正瞪着眼睛发呆的苏尘,忽然听到外面传来一个清脆娇嫩的小女孩声音,一缕阳光从推开的屋门缝隙中射进来,同时出现的还有一张巴掌大的小脸。
灵儿,五岁,苏尘的邻居,和母亲张婶相依为命。
看到苏尘正看着自己,灵儿大眼睛立即变得弯弯的,扭头喊了一声:“娘亲,尘哥哥好懒惰哦,还赖床呢,灵儿都不赖床了呢。”
一个柔和的声音传来:“不许乱讲,你尘哥哥是病了。”
“嗯,尘哥哥病啦。”
门被推开,灵儿蹦蹦跳跳的跑进来,胖乎乎的小手摇摆着:“尘哥哥,花母鸡又下了一个蛋,灵儿给尘哥哥拿来了呢。”
苏尘的心热乎乎的,张婶家的男人前年病死,家里全仗张婶给邻里缝缝补补洗洗涮涮为生,仅有的几只母鸡那可是宝中宝,下得蛋自然是金蛋。
一个中年男子从堂屋走过来,他是苏尘的父亲苏童。
“张婶,你每天都送来一个鸡蛋,这怎么好意思。

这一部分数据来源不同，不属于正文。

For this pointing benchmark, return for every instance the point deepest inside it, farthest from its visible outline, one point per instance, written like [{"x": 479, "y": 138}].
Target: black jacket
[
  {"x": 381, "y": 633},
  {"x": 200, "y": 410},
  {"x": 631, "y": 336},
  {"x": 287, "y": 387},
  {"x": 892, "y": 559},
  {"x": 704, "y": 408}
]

”
张婶不过二十出头,岁月并没有在她身上留下痕迹,衣服虽然破旧,却清洗得很干净,举手投足之间有一种说不出的韵味。
张婶柔和的笑着:“平时没少麻烦苏大哥,一个鸡蛋不算什么,快给小尘补身体吧。”
灵儿跑到床边笑嘻嘻的看着苏尘,娇嫩的小嘴巴轻轻一噘:“尘哥哥,吃鸡蛋啦,尘哥哥快点好起来吧,灵儿还等听你讲故事呢。”
将鸡蛋放到苏尘手中,苏尘却感到这个鸡蛋比金蛋还沉。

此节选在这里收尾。